The draft resolution, authored by Egypt, passed with 123 votes in favor, seven against, and 41 abstentions.
The resolution reaffirms that Israel’s 1981 decision to impose its “laws, jurisdiction, and administration” on the occupied Syrian Golan is “null and void and has no validity whatsoever.”
It “demands once more that Israel withdraw from all the occupied Syrian Golan to the line of June 4, 1967” in accordance with relevant Security Council resolutions.

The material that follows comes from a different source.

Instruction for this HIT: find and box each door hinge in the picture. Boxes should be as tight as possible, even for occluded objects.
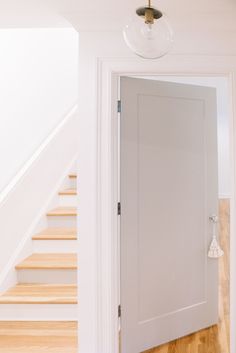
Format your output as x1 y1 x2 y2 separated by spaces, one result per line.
118 202 121 215
117 100 121 113
118 305 121 318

It also asserts that the continued occupation and de facto annexation represent “a stumbling block in the way of achieving a just, comprehensive, and lasting peace in the region.”
Addressing the General Assembly before the vote, Syria’s Permanent Representative to the United Nations, Ambassador Ibrahim Olabi, said the occupied Syrian Golan is “Syrian land” and that Damascus has the full right to reclaim it from Israel.
“Our country has every right to regain this land fully, and until the June 4, 1967 lines. This is a firm law that cannot be subject to compromise or pressure and has no statute of limitations. It is guaranteed by international law and relevant United Nations resolutions,” Olabi said.
He added that Syria “will continue to exercise its legitimate right to defend its land and its people using all means necessary, as guaranteed by international law.”
“My country calls for holding accountable the Israeli occupation authorities for all the crimes, and we call for working to guarantee that they do not go with impunity,” he said, urging the U.N. to take “immediate measures” to enforce its resolutions.
Following the fall of the Bashar al-Assad regime in late 2024, Israel expanded its occupation of the Syrian Golan Heights by seizing the demilitarized buffer zone, violating the 1974 Disengagement Agreement with Syria.